Shares in global nutrition group Glanbia jumped over 8% today after it reported improving trends in the third quarter of this year despite the challenges it faces from the Covid-19 pandemic.
In an interim management statement for the nine months ending October 3, Glanbia said its like-for-like fully owned revenues rose by 3.1%.
This increase was achieved by price growth of 4.8%, which was offset by a volume decline of 1.7%.
Glanbia said the price growth reflected strong cheese markets in its Glanbia Nutritionals division and volume declines in its Glanbia Performance Nutrition unit, mainly as a result of the challenges experienced in the second quarter.
Looking ahead, Glanbia said it expects its Glanbia Nutritionals and joint ventures to continue to deliver a resilient earnings performance in addition to further sequential improvement in Glanbia Performance Nutrition.
"However, the group remains vigilant of the continuing uncertainties arising from Covid-19.

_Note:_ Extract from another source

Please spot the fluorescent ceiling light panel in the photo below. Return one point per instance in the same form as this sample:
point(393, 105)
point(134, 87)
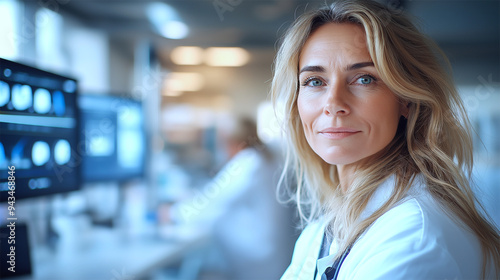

"Good operating cash flow is expected to continue in the fourth quarter with net debt to adjusted EBITDA ratio anticipated to be below 2 times by year-end," it said
Siobhán Talbot, Glanbia's Group Managing Director, said that through the challenges of the Covid-19 pandemic the Glanbia portfolio has been resilient, particularly the Glanbia Nutritionals segment and the company's joint ventures.
"In the third quarter, trends in Glanbia Performance Nutrition improved significantly with an increase in revenues and margins versus the second quarter as markets gradually reopened and trading patterns improved," Ms Talbot said.
Ms Talbot said the Group has continued to focus on improving its financial position while maintaining investment in growth; with all key strategic projects on track and the acquisition of Foodarom closing in the third quarter.
Footarom is a Canadian Flavours business with $34m in annual revenues. Glanbia paid a price of $60m for the company, which it said will enable the further development of flavour solutions to customers.
"Operating cash flow has been strong and net debt versus the same period in the prior year has reduced by €188m. We expect to continue to build momentum into Q4 and to exit the year well positioned for 2021 growth," she added.
Glanbia has announced today that it intends to launch a share repurchase programme of up to €50m.
It said its board made the decision as a result of the strong cash flows in the business which provides an opportunity to allocate capital to benefit shareholders.
Glanbia shares closed 8.9% higher in Dublin trade today.